Executive Order 2020-37 defines residential care facilities as nursing homes, assisted living and hospice care facilities, among others. The order further clarifies that these senior homes “must make best efforts to facilitate visitations with individuals under their care by phone or other electronic communication” devices.

I am pleased that residents may finally be permitted the choice to have cameras installed in their rooms. This is a strong first step in acknowledging the right of nursing home residents to maintain a connection with their loved ones via electronic devices.

Elder abuse is a growing problem in Michigan as our population continues to age. A resident’s room is their home, and nursing home residents have the right to feel safe in their home.

Nursing home residents have the right to feel safe in their home, writes Runestad.

The National Council on Aging estimates that as many as 5 million older Americans are the victims of abuse each year. While other states can include video as evidence of these crimes, here in Michigan nursing homes can still deny residents the ability to install a camera. In turn, our fathers and mothers, our uncles and aunts, our grandparents, our loved ones who helped shape and guide our lives, are not offered the deterrent of cameras.
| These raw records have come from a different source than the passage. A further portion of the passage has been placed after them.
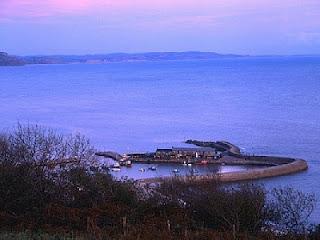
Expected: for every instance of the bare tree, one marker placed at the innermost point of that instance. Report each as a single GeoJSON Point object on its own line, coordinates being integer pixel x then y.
{"type": "Point", "coordinates": [290, 210]}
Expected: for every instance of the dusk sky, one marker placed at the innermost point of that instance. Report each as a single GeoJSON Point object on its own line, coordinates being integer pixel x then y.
{"type": "Point", "coordinates": [30, 27]}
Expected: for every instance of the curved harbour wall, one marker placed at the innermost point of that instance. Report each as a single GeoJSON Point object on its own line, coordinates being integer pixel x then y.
{"type": "Point", "coordinates": [288, 166]}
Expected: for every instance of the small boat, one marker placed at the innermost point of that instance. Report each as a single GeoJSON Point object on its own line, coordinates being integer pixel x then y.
{"type": "Point", "coordinates": [128, 163]}
{"type": "Point", "coordinates": [116, 165]}
{"type": "Point", "coordinates": [176, 170]}
{"type": "Point", "coordinates": [115, 169]}
{"type": "Point", "coordinates": [194, 171]}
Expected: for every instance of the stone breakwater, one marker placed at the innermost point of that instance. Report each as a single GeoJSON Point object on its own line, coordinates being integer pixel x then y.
{"type": "Point", "coordinates": [281, 166]}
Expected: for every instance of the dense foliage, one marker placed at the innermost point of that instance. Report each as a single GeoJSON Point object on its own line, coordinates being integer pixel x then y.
{"type": "Point", "coordinates": [53, 183]}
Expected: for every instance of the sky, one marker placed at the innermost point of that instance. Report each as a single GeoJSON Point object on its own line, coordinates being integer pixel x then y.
{"type": "Point", "coordinates": [32, 27]}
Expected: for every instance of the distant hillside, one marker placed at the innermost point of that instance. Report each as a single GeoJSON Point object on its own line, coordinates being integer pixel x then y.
{"type": "Point", "coordinates": [124, 57]}
{"type": "Point", "coordinates": [7, 60]}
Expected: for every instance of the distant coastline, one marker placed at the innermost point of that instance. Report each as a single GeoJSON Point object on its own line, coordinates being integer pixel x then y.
{"type": "Point", "coordinates": [111, 58]}
{"type": "Point", "coordinates": [12, 60]}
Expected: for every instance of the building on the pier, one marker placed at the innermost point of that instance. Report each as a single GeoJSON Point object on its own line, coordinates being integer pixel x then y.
{"type": "Point", "coordinates": [202, 153]}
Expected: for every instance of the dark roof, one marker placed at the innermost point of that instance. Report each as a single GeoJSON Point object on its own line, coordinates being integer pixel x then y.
{"type": "Point", "coordinates": [164, 150]}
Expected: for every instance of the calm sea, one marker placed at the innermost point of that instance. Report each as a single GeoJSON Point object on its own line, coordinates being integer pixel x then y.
{"type": "Point", "coordinates": [266, 105]}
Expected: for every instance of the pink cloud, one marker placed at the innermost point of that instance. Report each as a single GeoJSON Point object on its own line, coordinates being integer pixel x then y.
{"type": "Point", "coordinates": [42, 8]}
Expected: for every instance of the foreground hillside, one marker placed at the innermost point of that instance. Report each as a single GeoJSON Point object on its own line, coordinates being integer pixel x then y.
{"type": "Point", "coordinates": [8, 60]}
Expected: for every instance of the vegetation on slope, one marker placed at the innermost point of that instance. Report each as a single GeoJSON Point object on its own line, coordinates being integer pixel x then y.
{"type": "Point", "coordinates": [53, 184]}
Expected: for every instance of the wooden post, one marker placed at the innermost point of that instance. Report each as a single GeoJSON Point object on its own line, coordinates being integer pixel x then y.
{"type": "Point", "coordinates": [168, 225]}
{"type": "Point", "coordinates": [234, 231]}
{"type": "Point", "coordinates": [124, 226]}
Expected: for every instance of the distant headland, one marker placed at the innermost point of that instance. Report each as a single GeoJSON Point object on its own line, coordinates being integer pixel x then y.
{"type": "Point", "coordinates": [8, 60]}
{"type": "Point", "coordinates": [111, 58]}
In my opinion, they deserve the utmost care and respect in their final years.

Paula D. Cunningham, state director of AARP Michigan, recently weighed in on this issue.

“Nursing home residents have a right to communicate with their loved ones, and their families or other caregivers need to be able to monitor the residents’ care and well-being,” Cunningham said. “It only makes sense to allow voluntary virtual visitation and electronic technology to assist this vital two-way communication. The current pandemic has thrown a spotlight on this issue, but this technology should always be available for those who want it.”

Cameras in nursing homes help family members monitor the care their loved one is receiving. They can also serve as a type of insurance to ensure that our loved ones are receiving proper care at all times. My legislation, Senate Bill 77, ensures that this right is enshrined in Michigan law and will continue beyond the declared state of emergency we are currently operating under.

My legislation would offer the opportunity for residents to put a camera in their room — if they so choose. All roommates in the room must sign off, and other protections have been put in place to protect the privacy of the resident. At the end of the day, a senior’s right to install a camera in their own room should be permitted.

Michigan State Sen. Jim Runestad, R-White Lake

It is disappointing that it took a public health crisis to crack open the door to a right that should already exist for nursing home residents and their family members. It is my hope that this trial run will convince all stakeholders involved of this going forward. Seniors should continue to be protected for years to come.

State Sen. Jim Runestad, R-White Lake, represents Michigan’s 15th District.